TÜGİAD Yönetim Kurulu Başkanı Lütfü Küçük, turk-internet.com’un sorularını şu şekilde cevaplandırdı;
turk-internet.com; “Türkiye’nin, kriz senaryolarına değil, yeni bir ekonomik büyüme modeline ihtiyacı var” diyorsunuz. Tam olarak neyi kastediyorsunuz?
Lütfü Küçük; Türkiye’deki, büyüme çok istikrarlı bir büyüme değil. Tabi dışarıdaki konjonktürden de çok etkileniyoruz. İçimizde de büyüme ile ilgili yeni bir şeylerin söylenmesi, yeni bir uygulamanın devreye alınması gerektiğini düşünüyoruz. Tabi, çok taraflı bir konu ve çok ciddi olarak ele alınması gerekiyor. Takdir edersiniz ki, bunun muhatapları da çok farklı. Bu hadiseleri rayına oturtmak, yeni modeller geliştirebilmek için, konunun ciddi ve çok taraflı bir şekilde tartışılması gerekiyor. Bu sebepten dolayı biz de böyle bir organizasyon yaparak, konuyu tartışmayı açmak istedik.
turk-internet.com; Bugünkü, etkinliğe kimler katılıyor?
Lütfü Küçük; İş dünyasının temsilcileri var, sivil toplum örgütlerini temsilcileri var, kamunun temsilcileri var. 250 civarında davetlimiz var. Bu, 250 davetlinin aşağı yukarı 100 küsuru iş dünyasından olan kişiler ve dolayısıyla bu seçtiğimiz konunun iş dünyasına hitap eden bir konu olduğunu ortaya koyuyor. Bu da olumlu bir gelişme. Böyle bir ilgi görüyorsak demek ki doğru bir yoldayız ve bu yolda da ilerlemeye devam edeceğiz.
turk-internet.com; Buradan çıkan sonuçları kamu ve diğer toplum kuruluşlarıyla da paylaşıyormusunuz?
Lütfü Küçük; İstanbul Sanayi Odası’ndan tutun İstanbul Ticaret Odası’na kadar bütün kuruluşlarla yakın bir istişare halindeyiz. Fikir paylaşıyoruz, organizasyonlarımızı paylaşıyoruz. Kamu kurumları da bizim her zaman davetli listemizde oluyorlar. Onlar da bu toplantıya ve organizasyonlarımıza ilgi gösteriyorlar, çünkü herkesin söyleyecek bir şeyi var, Herkesin kendi perspektifi var. Farklı perspektifleri bir noktada buluşturmaya, bir netice üretmeye çalışıyoruz.

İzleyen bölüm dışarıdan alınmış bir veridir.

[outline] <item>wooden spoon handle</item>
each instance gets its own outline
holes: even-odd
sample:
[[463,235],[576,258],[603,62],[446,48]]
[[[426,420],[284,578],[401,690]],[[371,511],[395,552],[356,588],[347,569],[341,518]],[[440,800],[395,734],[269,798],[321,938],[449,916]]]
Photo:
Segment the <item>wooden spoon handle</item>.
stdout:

turk-internet.com; Kabinede yapılan revizyonu nasıl değerlendiriyorsunuz?
Lütfü Küçük; Dünyada veya hayatta, değişimden daha geçerli bir durum yok; yani değişim olmak zorunda. Yenileşme olmak zorunda. Dinamikler değiştiği zaman, ekibin değişmesi de doğaldır. Ekipte ihtiyaca yönelik birtakım zaaflar tespit edildiği zaman revizyon yapılabilir. Değişim son derece normal. Bunu normal karşılıyoruz. Her yeni gelen ekibin bir öncekinden başarılı olacağını umuyoruz ve böyle olacağına da inanıyoruz.